One-day-at-a-time rationalism [addresses] the immediate implications of each issue as it arises, missing wider implications of a decision…. A classic example was a French intellectual’s response to the Czechoslovakian crisis that led to the Munich conference of 1938:

…Joseph Barthélemy, who taught constitutional law at the University of Paris and was French representative at the League of Nations, asked in Le Temps the question French leaders had to answer: “Is it worthwhile setting fire to the world in order to save the Czechoslovak state… ? Is it necessary that three million Frenchman …. would be sacrificed to maintain three million Germans under Czech sovereignty?

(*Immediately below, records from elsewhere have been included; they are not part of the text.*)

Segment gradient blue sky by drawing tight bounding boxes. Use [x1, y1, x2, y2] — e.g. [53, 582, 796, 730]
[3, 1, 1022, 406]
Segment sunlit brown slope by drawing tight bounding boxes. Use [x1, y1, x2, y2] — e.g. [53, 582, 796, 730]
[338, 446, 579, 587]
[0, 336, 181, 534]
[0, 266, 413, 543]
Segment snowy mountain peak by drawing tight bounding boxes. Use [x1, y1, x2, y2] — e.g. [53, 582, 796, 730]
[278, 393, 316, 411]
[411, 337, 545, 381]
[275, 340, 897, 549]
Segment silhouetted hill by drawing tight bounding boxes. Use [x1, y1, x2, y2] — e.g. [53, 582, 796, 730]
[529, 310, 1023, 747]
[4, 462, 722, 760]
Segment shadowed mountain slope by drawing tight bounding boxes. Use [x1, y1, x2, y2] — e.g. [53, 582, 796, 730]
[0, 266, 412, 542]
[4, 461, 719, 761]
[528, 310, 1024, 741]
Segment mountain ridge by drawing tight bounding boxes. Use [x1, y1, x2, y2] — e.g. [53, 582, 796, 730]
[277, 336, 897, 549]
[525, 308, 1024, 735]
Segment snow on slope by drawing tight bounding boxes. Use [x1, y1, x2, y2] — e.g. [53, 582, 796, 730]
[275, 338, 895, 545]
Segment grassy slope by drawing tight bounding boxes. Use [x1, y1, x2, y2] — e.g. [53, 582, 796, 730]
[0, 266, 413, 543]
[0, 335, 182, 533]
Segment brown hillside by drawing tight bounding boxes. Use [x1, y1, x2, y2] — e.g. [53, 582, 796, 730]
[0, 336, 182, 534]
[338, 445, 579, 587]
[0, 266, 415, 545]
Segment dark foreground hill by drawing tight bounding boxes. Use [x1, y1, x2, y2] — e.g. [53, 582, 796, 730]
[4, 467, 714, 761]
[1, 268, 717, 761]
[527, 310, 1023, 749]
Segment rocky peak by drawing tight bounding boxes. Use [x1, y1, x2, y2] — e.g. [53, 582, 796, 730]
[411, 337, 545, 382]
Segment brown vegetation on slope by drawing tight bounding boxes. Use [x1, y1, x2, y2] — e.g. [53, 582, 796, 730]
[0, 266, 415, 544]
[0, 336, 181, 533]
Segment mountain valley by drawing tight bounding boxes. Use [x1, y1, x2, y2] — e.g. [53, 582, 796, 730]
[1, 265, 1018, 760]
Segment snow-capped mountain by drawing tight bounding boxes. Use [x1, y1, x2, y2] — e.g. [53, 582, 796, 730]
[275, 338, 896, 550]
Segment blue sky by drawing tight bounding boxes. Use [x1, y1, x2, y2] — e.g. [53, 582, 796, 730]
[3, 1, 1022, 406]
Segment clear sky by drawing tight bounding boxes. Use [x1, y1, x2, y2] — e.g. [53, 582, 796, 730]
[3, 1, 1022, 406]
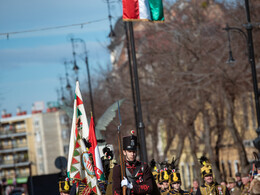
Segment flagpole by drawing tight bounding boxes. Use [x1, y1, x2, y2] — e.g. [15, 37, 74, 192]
[128, 21, 148, 163]
[123, 22, 139, 143]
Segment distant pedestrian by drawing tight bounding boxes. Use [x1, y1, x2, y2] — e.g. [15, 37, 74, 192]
[235, 172, 243, 189]
[190, 180, 199, 195]
[227, 177, 240, 195]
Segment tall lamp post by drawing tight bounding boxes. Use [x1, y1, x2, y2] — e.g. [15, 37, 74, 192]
[223, 0, 260, 150]
[63, 60, 73, 101]
[70, 38, 96, 123]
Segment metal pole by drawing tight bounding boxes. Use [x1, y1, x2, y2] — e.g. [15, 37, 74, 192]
[71, 39, 79, 81]
[244, 0, 260, 133]
[70, 38, 96, 124]
[128, 21, 148, 163]
[30, 162, 34, 195]
[123, 22, 139, 141]
[85, 55, 96, 124]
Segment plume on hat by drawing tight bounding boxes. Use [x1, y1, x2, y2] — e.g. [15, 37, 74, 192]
[169, 157, 179, 172]
[159, 161, 169, 182]
[150, 159, 156, 169]
[102, 145, 113, 160]
[199, 156, 210, 166]
[199, 155, 213, 178]
[82, 138, 92, 149]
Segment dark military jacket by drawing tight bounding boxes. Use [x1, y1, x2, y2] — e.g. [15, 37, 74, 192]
[167, 188, 190, 195]
[195, 182, 229, 195]
[160, 188, 169, 195]
[112, 160, 154, 195]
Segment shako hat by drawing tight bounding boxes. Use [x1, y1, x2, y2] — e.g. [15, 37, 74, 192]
[168, 157, 181, 184]
[150, 159, 159, 182]
[159, 161, 170, 183]
[123, 130, 137, 151]
[199, 156, 213, 178]
[59, 177, 71, 193]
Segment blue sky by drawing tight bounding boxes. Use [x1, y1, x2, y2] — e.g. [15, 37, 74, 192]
[0, 0, 122, 115]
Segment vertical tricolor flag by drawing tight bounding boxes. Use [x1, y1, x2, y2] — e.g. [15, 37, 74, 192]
[122, 0, 164, 21]
[67, 81, 101, 195]
[88, 116, 105, 181]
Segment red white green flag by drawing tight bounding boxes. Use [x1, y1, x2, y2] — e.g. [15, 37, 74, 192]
[67, 81, 101, 195]
[122, 0, 164, 21]
[89, 116, 105, 181]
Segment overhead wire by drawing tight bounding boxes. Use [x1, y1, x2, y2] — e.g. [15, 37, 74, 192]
[0, 18, 108, 38]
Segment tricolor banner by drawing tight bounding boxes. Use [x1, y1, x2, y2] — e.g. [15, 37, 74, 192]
[88, 116, 105, 181]
[122, 0, 164, 21]
[67, 81, 101, 195]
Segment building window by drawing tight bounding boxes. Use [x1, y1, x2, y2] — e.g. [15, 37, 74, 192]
[243, 140, 254, 147]
[16, 121, 24, 129]
[222, 161, 226, 180]
[62, 129, 69, 139]
[37, 148, 43, 156]
[242, 97, 249, 130]
[186, 164, 191, 188]
[36, 131, 41, 142]
[64, 145, 69, 154]
[39, 163, 44, 173]
[4, 140, 9, 146]
[250, 94, 256, 128]
[34, 118, 40, 127]
[181, 164, 186, 188]
[60, 115, 68, 125]
[228, 161, 232, 177]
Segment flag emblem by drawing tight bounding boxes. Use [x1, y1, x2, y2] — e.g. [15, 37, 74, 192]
[82, 153, 95, 176]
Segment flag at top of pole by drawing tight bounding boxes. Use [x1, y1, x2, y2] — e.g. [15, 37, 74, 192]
[122, 0, 164, 22]
[67, 81, 101, 195]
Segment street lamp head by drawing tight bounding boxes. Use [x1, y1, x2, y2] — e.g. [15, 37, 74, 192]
[109, 29, 116, 38]
[226, 51, 235, 64]
[66, 83, 71, 90]
[73, 61, 79, 73]
[61, 96, 66, 102]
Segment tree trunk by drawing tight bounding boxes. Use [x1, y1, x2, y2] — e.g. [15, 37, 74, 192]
[224, 92, 250, 174]
[203, 109, 222, 183]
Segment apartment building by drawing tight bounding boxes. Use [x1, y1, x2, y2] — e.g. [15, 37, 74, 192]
[0, 105, 71, 186]
[0, 111, 35, 186]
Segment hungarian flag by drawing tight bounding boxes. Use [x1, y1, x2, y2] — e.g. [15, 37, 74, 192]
[88, 116, 105, 181]
[67, 81, 101, 195]
[122, 0, 164, 21]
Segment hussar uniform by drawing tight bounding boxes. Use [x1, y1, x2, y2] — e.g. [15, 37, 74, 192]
[101, 146, 115, 195]
[196, 183, 227, 195]
[195, 156, 229, 195]
[167, 157, 190, 195]
[112, 133, 154, 195]
[150, 159, 159, 185]
[159, 164, 170, 195]
[58, 177, 72, 194]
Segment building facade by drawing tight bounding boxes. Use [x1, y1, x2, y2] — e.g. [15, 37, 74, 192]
[0, 107, 70, 187]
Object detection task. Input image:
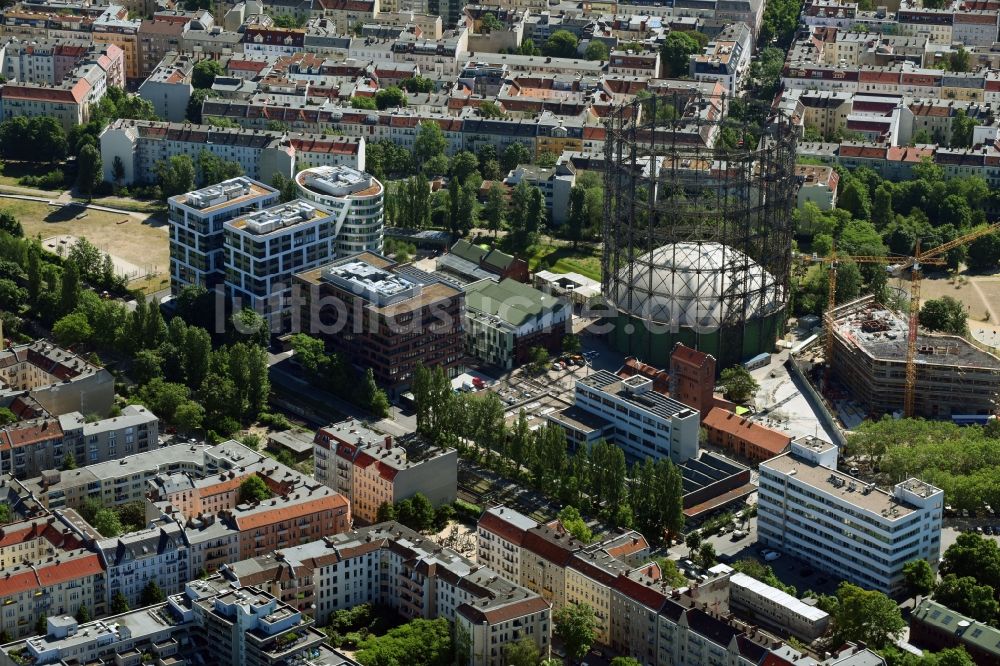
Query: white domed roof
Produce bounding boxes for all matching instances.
[614,242,780,330]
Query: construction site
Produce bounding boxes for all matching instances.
[827,295,1000,419]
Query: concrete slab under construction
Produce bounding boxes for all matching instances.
[830,295,1000,418]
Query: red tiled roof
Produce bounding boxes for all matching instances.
[478,510,530,546]
[235,493,348,531]
[612,574,668,610]
[36,553,103,588]
[702,407,792,455]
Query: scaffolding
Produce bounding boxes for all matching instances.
[601,92,799,369]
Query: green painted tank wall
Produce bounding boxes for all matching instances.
[606,308,786,372]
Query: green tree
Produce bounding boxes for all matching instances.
[155,155,196,197]
[698,541,717,567]
[504,637,541,666]
[414,121,447,168]
[76,144,103,198]
[351,95,378,111]
[400,75,435,93]
[839,178,872,220]
[527,345,549,374]
[543,29,579,58]
[111,592,130,614]
[719,365,759,403]
[558,505,593,543]
[374,86,408,110]
[35,613,47,636]
[92,508,123,537]
[238,475,271,504]
[376,501,397,523]
[191,59,223,89]
[140,581,165,606]
[902,559,936,601]
[354,617,453,666]
[198,150,243,187]
[566,185,587,248]
[553,603,597,663]
[660,31,700,77]
[450,150,479,184]
[479,12,503,32]
[501,142,532,172]
[829,582,905,649]
[942,533,1000,591]
[61,451,77,471]
[53,311,93,346]
[919,297,969,336]
[611,658,643,666]
[685,531,702,557]
[584,40,609,61]
[184,88,208,124]
[478,101,505,119]
[950,109,977,149]
[518,38,541,56]
[482,182,506,237]
[967,232,1000,272]
[934,574,999,625]
[75,604,90,623]
[408,492,436,531]
[174,401,204,433]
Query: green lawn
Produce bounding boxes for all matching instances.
[526,243,602,281]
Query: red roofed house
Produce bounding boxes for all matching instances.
[313,419,457,524]
[702,406,792,463]
[0,516,103,639]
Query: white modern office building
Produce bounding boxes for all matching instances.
[223,199,338,323]
[573,370,700,463]
[295,165,385,257]
[167,177,279,295]
[758,436,944,595]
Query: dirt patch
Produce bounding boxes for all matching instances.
[2,199,168,282]
[918,274,991,321]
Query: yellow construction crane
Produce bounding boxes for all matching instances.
[810,251,943,390]
[811,222,1000,417]
[899,223,1000,417]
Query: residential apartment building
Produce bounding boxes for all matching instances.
[136,51,196,122]
[0,42,123,132]
[57,404,160,468]
[573,370,700,463]
[0,341,115,474]
[689,22,752,92]
[91,9,140,80]
[0,38,90,84]
[758,435,944,594]
[223,199,339,324]
[701,407,791,464]
[312,420,457,522]
[294,253,464,390]
[475,505,847,666]
[728,571,830,641]
[100,120,348,187]
[146,440,352,562]
[502,163,575,225]
[0,577,349,666]
[166,177,280,295]
[221,521,551,666]
[293,165,385,257]
[16,443,212,512]
[463,278,570,369]
[0,516,103,639]
[795,164,840,210]
[95,518,189,612]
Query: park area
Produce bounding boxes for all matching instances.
[525,241,602,281]
[0,198,169,292]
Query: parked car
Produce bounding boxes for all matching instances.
[731,530,748,541]
[764,551,781,562]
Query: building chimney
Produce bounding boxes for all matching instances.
[384,435,392,450]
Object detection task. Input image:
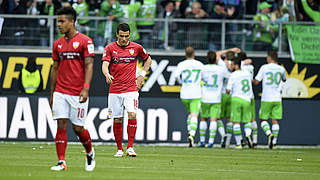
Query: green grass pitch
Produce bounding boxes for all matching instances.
[1,143,320,180]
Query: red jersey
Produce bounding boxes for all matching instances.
[102,41,149,93]
[52,32,94,96]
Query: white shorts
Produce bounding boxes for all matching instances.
[108,91,139,118]
[52,92,89,126]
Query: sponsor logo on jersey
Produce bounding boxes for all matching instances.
[58,45,62,49]
[129,48,135,55]
[113,50,118,55]
[73,41,80,49]
[88,44,94,54]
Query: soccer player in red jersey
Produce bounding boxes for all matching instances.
[102,23,152,157]
[49,7,95,171]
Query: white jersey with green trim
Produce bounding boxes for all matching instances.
[217,59,231,94]
[241,63,255,98]
[255,63,286,102]
[241,63,254,80]
[227,70,253,102]
[174,59,204,99]
[201,64,228,103]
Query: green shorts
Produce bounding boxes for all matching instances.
[230,97,251,123]
[259,101,282,120]
[200,102,221,118]
[251,98,256,119]
[181,98,201,114]
[220,93,231,118]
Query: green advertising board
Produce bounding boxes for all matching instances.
[287,24,320,64]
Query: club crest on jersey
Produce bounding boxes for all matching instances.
[129,48,135,55]
[73,41,80,49]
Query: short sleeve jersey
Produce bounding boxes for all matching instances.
[241,62,255,98]
[174,59,203,99]
[227,70,253,103]
[255,63,287,102]
[201,64,227,103]
[217,59,231,94]
[102,41,149,93]
[52,32,94,96]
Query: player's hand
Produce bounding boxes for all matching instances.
[49,93,53,109]
[136,75,144,89]
[79,87,89,103]
[243,58,252,65]
[230,47,241,53]
[105,73,114,84]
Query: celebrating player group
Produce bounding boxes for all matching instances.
[175,47,286,149]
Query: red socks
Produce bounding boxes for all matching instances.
[78,129,92,153]
[55,128,92,162]
[55,128,67,161]
[127,119,137,148]
[113,121,123,150]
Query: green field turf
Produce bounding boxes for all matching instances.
[0,143,320,180]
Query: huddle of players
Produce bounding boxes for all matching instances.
[175,46,286,149]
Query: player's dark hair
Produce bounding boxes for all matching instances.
[237,51,247,61]
[268,50,278,61]
[207,50,217,64]
[185,46,194,58]
[117,23,130,33]
[225,51,235,60]
[233,57,242,68]
[57,7,77,22]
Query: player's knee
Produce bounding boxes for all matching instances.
[114,118,123,123]
[127,112,136,119]
[72,125,84,135]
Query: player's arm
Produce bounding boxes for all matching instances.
[253,79,260,85]
[253,66,263,85]
[226,75,233,94]
[79,57,94,103]
[216,47,241,60]
[102,61,114,84]
[282,69,287,82]
[137,55,152,89]
[49,61,59,108]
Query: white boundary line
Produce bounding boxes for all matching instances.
[1,141,319,149]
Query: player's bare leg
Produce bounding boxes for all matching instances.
[51,119,68,171]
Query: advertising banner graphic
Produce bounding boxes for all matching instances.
[1,52,320,99]
[0,96,320,145]
[287,24,320,64]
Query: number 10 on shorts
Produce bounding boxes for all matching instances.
[78,108,85,119]
[134,99,138,109]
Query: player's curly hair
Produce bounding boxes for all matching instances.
[57,7,77,23]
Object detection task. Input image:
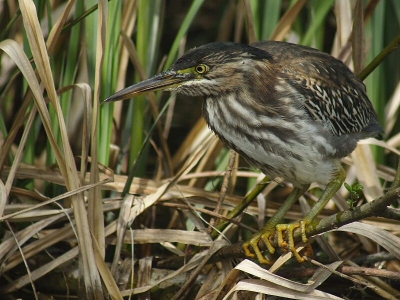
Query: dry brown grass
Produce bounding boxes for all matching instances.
[0,1,399,299]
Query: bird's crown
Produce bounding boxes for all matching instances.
[172,42,272,71]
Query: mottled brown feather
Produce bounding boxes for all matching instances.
[251,41,382,137]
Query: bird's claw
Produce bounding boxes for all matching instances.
[243,220,310,264]
[242,230,276,264]
[276,220,308,262]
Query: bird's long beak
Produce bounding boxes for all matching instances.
[103,70,188,103]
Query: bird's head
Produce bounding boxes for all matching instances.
[104,42,272,103]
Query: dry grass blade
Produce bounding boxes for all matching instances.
[351,145,383,201]
[117,0,137,93]
[172,119,213,168]
[120,244,227,296]
[0,93,32,175]
[358,139,400,156]
[171,240,227,300]
[224,279,343,299]
[235,260,343,293]
[111,194,135,276]
[46,0,76,53]
[3,224,75,273]
[334,0,353,50]
[336,223,400,259]
[137,257,152,299]
[0,40,59,164]
[18,0,102,295]
[269,0,307,41]
[352,0,364,73]
[236,279,339,299]
[0,178,109,222]
[243,0,257,43]
[0,180,5,217]
[108,229,213,246]
[88,0,106,260]
[92,232,123,299]
[0,208,70,222]
[0,214,66,275]
[268,245,306,273]
[0,247,79,294]
[385,82,400,135]
[72,83,93,182]
[3,102,36,200]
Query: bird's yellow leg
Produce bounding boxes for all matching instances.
[242,186,308,264]
[276,166,346,262]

Since it was not France that was threatening to set fire to the world, but Hitler, the larger question was whether someone who was threatening to set fire to the world if he didn’t get his way was someone who should be appeased in this one-day-at-a time approach, without regard to what this appeasement could do to encourage a never-ending series of escalating demands. By Contrast, Winston Churchill had pointed out, six years earlier, that “every concession which has been made” to Germany “has been followed immediately by a fresh demand.” Churchill clearly rejected one-day-at-a-time rationalism. (Intellectuals and Society, p. 31)

Leftists will embrace the cause of the ground-zero mosque because it is in their nature to embrace anything that undermines civil society. Libertarian purists will embrace it because they embrace one-day-at-a-time rationalism (e.g., this blogger).

As a libertarian realist, I am prepared to say that the mosque should not rise if it is likely to become a front for terrorist activity. I am keeping my eyes on the objective, which is the defense of Americans’ lives, liberty, and property: against their enemies foreign and domestic, overt and covert.